Пока я видел только высокую бледную девушку в темном платье.
Волосы у нее стянуты в узел на затылке, что подчеркивает невзрачность ее лица.
Она призраком проходит по коридору, останавливаясь, чтобы посмотреть по
сторонам большими испуганными глазами. Меня ей бояться нечего: подобный тип
меня совсем не привлекает. Когда я договаривался с фрау Маугер об условиях, она
упомянула, что девушка эта — швея в одном из самых больших домов дамских мод в
городе, но теперь болеет и вынуждена оставаться дома. Ей нечем платить врачу, и
она опасается, что потеряет место.
Что же, такова нынешняя жизнь. Дела повсюду обстоят скверно.

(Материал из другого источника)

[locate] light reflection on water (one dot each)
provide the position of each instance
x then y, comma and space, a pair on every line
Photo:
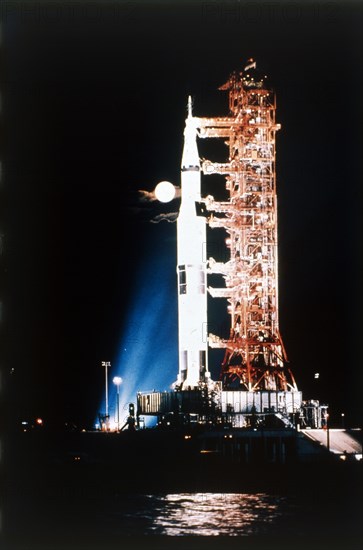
210, 514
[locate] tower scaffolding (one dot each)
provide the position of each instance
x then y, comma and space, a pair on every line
255, 358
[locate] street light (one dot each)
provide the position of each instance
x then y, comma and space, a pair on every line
106, 364
117, 380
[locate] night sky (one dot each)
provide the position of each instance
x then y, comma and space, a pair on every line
93, 108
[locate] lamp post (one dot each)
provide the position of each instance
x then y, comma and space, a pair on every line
106, 364
117, 380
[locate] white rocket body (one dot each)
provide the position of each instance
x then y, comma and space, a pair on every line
191, 269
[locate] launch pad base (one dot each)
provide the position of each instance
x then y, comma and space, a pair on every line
237, 409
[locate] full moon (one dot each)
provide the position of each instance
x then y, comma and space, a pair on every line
164, 191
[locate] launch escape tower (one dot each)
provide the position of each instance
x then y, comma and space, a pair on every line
255, 380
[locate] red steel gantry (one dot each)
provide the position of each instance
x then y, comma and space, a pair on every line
255, 357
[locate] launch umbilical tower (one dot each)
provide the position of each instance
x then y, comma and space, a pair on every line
255, 358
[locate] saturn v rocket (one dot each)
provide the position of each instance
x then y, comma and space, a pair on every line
191, 268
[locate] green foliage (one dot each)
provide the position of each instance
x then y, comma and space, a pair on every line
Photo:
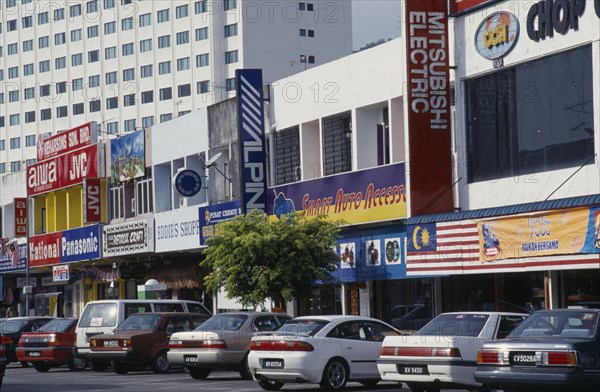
254, 258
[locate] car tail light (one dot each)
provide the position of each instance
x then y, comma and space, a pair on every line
281, 345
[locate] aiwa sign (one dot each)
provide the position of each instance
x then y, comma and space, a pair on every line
253, 176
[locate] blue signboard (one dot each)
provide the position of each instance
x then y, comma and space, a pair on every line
211, 215
251, 128
80, 244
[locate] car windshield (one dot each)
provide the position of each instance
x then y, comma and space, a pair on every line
304, 327
572, 324
223, 322
57, 326
455, 324
138, 322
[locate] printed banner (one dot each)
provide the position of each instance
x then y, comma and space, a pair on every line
364, 196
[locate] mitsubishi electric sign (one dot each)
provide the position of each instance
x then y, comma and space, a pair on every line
251, 124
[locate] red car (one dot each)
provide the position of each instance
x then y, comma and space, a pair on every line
50, 346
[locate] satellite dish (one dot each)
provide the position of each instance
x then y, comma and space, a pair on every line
213, 160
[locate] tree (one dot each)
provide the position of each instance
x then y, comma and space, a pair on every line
254, 258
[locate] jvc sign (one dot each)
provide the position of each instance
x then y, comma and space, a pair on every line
253, 179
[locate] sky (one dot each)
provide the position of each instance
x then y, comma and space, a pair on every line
375, 19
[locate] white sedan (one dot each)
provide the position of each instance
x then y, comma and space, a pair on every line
328, 350
443, 354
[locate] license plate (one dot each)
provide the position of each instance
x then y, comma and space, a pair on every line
272, 363
522, 358
413, 369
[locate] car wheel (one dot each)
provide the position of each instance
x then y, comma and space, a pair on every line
244, 369
76, 364
160, 363
200, 373
335, 375
270, 385
41, 367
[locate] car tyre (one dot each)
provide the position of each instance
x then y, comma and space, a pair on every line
199, 373
335, 375
245, 369
41, 367
160, 363
270, 385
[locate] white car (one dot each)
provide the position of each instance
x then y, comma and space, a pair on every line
328, 350
443, 354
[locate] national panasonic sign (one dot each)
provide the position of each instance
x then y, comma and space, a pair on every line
253, 179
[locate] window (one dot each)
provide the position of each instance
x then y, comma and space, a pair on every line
202, 60
146, 45
230, 30
183, 64
92, 31
184, 90
111, 77
93, 56
110, 28
110, 53
146, 71
183, 37
45, 114
76, 59
164, 41
145, 20
509, 134
128, 74
163, 16
76, 35
203, 87
62, 111
127, 24
44, 66
182, 11
30, 139
201, 33
164, 68
148, 96
112, 103
231, 57
43, 42
165, 93
77, 108
127, 49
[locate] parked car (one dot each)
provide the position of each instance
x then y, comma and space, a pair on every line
221, 343
14, 327
553, 349
141, 340
443, 354
328, 350
52, 345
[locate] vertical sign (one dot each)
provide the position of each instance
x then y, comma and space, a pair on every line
92, 211
20, 217
253, 179
428, 106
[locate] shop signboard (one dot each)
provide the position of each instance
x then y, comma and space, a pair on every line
130, 237
177, 229
128, 157
62, 171
211, 215
364, 196
427, 106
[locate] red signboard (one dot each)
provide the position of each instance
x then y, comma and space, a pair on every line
92, 211
62, 171
20, 217
73, 139
428, 101
44, 249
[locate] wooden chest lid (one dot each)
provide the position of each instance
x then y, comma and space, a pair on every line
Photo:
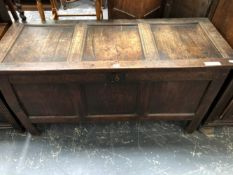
114, 45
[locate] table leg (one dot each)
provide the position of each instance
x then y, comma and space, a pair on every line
40, 10
20, 10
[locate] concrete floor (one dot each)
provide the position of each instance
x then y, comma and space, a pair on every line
119, 148
147, 148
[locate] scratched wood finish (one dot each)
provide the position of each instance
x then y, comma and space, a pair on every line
45, 37
109, 43
119, 70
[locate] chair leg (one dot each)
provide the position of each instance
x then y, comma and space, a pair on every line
54, 9
12, 9
98, 7
40, 10
20, 10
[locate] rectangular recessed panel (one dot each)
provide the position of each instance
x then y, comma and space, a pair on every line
176, 97
45, 99
111, 99
41, 44
183, 42
110, 42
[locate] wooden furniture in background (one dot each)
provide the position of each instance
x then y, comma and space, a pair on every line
189, 8
14, 5
98, 7
7, 119
5, 20
223, 19
119, 70
3, 28
128, 9
31, 5
222, 109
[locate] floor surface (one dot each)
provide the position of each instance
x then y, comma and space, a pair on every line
132, 148
119, 148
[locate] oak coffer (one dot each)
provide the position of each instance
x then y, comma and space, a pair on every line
118, 70
222, 110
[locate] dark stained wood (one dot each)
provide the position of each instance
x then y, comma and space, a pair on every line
126, 9
223, 18
6, 116
222, 111
119, 70
122, 49
3, 28
189, 8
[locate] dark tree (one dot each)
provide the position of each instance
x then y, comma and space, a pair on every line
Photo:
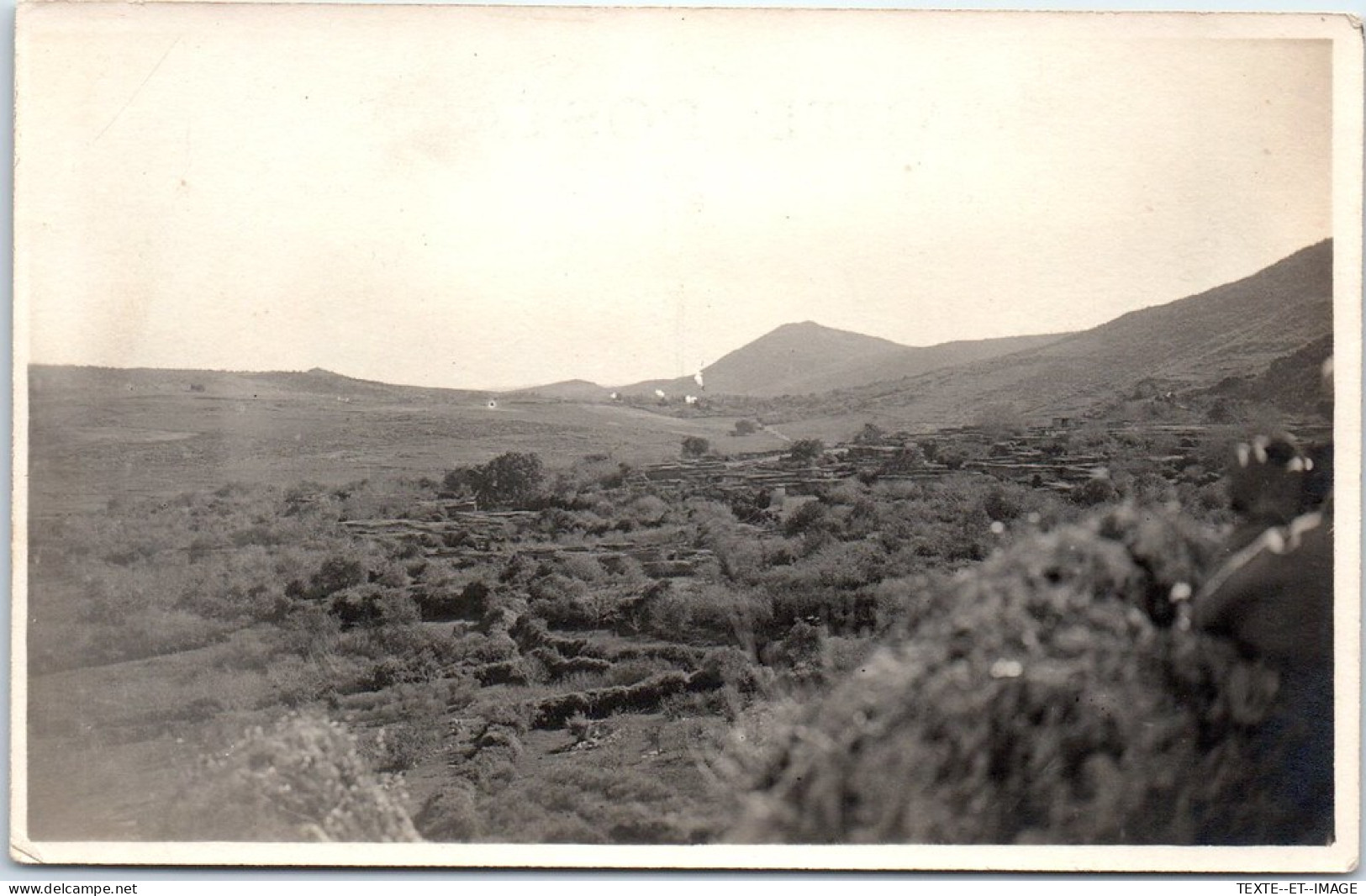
695, 447
511, 480
806, 450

И Берлин, видимо, отличается от других городов только тем, что он больше и
шумнее. Днем я некоторое время потратил на то, чтобы распаковать свои вещи. У
меня всего лишь коричневый кожаный чемодан и большой бумажный пакет. Чемодан,
хотя и потертый, отличного качества, и фрау Маугер, наверное, учла это ведь
когда я только вошел, она посмотрела на меня с большим подозрением. Да,
конечно, я ничем не примечателен и не привлекаю в толпе ничьего внимания, но,
пожалуй, для выполнения того, что мне, может быть, придется сделать, это
преимущество. Мое пальто поношено, каблуки стоптаны, но я попробую занять ваксы
у соседа-жильца. Денег у меня немного, и расходовать их надо осмотрительно.

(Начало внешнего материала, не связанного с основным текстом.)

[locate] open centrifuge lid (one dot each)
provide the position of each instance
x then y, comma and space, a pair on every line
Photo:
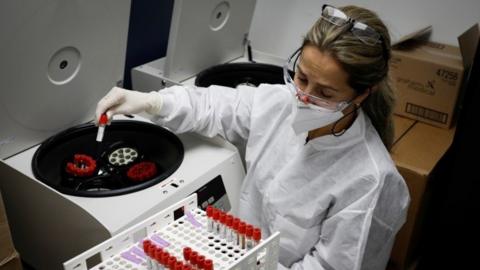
206, 33
114, 172
58, 58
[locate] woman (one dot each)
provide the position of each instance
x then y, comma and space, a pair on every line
318, 167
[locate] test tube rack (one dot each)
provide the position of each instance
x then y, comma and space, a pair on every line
124, 251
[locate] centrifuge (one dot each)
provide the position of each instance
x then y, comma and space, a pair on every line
64, 192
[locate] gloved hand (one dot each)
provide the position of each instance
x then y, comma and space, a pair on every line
122, 101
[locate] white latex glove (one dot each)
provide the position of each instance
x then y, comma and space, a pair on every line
122, 101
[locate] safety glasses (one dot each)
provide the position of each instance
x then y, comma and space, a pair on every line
363, 32
303, 96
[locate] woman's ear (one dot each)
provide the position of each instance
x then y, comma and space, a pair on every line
360, 98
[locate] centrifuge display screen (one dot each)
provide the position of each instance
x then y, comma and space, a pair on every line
132, 156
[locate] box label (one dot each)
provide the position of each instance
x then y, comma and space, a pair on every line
426, 113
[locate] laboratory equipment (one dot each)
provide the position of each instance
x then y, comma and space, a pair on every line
58, 59
178, 232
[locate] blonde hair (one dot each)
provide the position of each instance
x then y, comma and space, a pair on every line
367, 65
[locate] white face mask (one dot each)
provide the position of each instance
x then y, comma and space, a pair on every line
309, 117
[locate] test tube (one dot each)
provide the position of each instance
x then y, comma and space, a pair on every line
200, 262
171, 262
193, 260
151, 255
102, 122
146, 250
216, 225
257, 236
228, 228
164, 259
222, 224
208, 265
209, 218
241, 235
235, 223
158, 257
249, 237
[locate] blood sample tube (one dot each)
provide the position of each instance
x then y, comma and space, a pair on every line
146, 250
210, 218
171, 262
235, 223
208, 265
102, 122
249, 237
257, 236
241, 235
158, 257
216, 225
200, 262
222, 224
228, 228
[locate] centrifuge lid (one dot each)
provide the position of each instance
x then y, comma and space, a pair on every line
126, 145
234, 74
58, 59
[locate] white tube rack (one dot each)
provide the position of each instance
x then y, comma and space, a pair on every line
124, 251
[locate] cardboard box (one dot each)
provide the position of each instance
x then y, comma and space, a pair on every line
428, 78
417, 149
7, 252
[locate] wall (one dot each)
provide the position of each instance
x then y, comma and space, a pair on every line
278, 25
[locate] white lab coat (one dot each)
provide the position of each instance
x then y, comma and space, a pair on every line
337, 201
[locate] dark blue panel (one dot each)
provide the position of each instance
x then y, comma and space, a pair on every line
148, 33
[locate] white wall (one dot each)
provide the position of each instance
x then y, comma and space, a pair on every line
279, 25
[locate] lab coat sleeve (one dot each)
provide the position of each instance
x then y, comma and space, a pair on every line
343, 239
211, 111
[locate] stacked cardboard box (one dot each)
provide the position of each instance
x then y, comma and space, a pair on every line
417, 150
428, 78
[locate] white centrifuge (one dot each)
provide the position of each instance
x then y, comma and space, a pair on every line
64, 192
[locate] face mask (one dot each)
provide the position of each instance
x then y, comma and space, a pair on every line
309, 117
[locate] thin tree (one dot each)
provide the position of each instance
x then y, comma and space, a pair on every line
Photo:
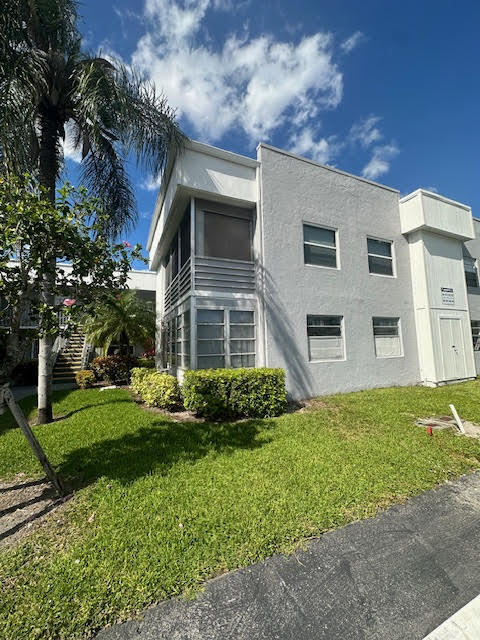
47, 85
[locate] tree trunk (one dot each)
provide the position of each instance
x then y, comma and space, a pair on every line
47, 177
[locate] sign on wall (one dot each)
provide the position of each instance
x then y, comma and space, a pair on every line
448, 297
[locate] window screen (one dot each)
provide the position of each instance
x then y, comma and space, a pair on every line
319, 246
325, 338
471, 273
386, 336
183, 340
210, 338
476, 334
225, 338
225, 236
380, 259
242, 338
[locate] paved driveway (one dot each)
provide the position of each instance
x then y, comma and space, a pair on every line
394, 577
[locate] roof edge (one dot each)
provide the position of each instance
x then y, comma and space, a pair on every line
436, 196
326, 166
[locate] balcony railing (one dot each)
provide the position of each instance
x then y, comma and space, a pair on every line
179, 287
217, 274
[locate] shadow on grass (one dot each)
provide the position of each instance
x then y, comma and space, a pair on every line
157, 448
29, 405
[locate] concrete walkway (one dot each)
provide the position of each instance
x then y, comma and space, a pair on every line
463, 625
394, 577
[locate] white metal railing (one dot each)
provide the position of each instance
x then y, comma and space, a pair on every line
218, 274
179, 287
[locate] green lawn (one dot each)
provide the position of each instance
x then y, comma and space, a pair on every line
176, 503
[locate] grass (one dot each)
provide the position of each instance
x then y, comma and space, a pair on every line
176, 503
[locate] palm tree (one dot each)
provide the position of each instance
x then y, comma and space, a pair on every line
48, 84
124, 319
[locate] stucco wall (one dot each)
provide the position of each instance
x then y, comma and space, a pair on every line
203, 173
473, 247
294, 191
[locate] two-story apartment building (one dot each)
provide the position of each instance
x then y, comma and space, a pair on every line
283, 262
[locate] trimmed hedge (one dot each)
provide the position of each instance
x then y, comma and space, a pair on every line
113, 369
235, 393
156, 389
85, 378
146, 363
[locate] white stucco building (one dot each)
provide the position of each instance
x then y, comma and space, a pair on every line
282, 262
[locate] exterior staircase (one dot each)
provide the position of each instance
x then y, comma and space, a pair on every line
69, 359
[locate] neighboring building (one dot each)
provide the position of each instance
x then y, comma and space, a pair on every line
282, 262
143, 281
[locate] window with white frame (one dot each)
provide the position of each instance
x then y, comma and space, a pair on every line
183, 340
386, 336
471, 269
380, 257
225, 338
476, 334
210, 338
325, 338
242, 338
320, 246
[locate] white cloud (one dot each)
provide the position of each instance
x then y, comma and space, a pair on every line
380, 161
151, 183
304, 144
353, 41
254, 85
366, 132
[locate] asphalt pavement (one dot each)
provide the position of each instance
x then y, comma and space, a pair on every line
394, 577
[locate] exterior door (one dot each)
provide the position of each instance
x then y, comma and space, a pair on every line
453, 352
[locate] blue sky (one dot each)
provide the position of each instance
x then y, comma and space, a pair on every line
388, 90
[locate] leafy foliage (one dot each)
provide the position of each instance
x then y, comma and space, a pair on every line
85, 378
156, 389
113, 369
123, 318
235, 393
146, 362
33, 232
49, 86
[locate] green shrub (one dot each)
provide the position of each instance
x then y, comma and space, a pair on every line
235, 393
85, 378
113, 369
137, 375
157, 389
147, 363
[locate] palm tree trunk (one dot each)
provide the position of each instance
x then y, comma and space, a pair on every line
47, 178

Я пишу эти заметки, чтобы запечатлевать мои мысли и
действия, и впоследствии они могут оказаться важными. Не написать ли в газеты?
В Кельне, где я оставался три месяца, это вызвало некоторое внимание. К
счастью, знакомый предупредил меня, что полицию заинтересовали мои крамольные
взгляды, и я вовремя уехал. Здесь следует быть осторожнее и ни в коем случае не
привлекать к себе излишнего внимания. Во всяком случае, сначала. Отец всегда
говорил, что я обладаю сверхъестественной хитростью, что я способен предвидеть
то, что еще только произойдет. Бедняга. Какой трагичной была его смерть! И никто
не сумел понять, как это произошло.
К голой штукатурке стены возле моей кровати пришпилен
пропыленный календарь. По какой-то причине листки первых месяцев не были
оторваны. Я их оторвал и использую обороты как писчую бумагу для моих беглых
заметок. Теперь я чувствую себя много лучше и открыл дальнее окно, чтобы легкий
ветерок освежил духоту комнаты. Сразу стало приятнее. Встав на один из набитых
конским волосом стульев — их в комнате изобилие, — я вижу мощенный булыжником
проулок внизу и провожаю взглядом нескольких прохожих.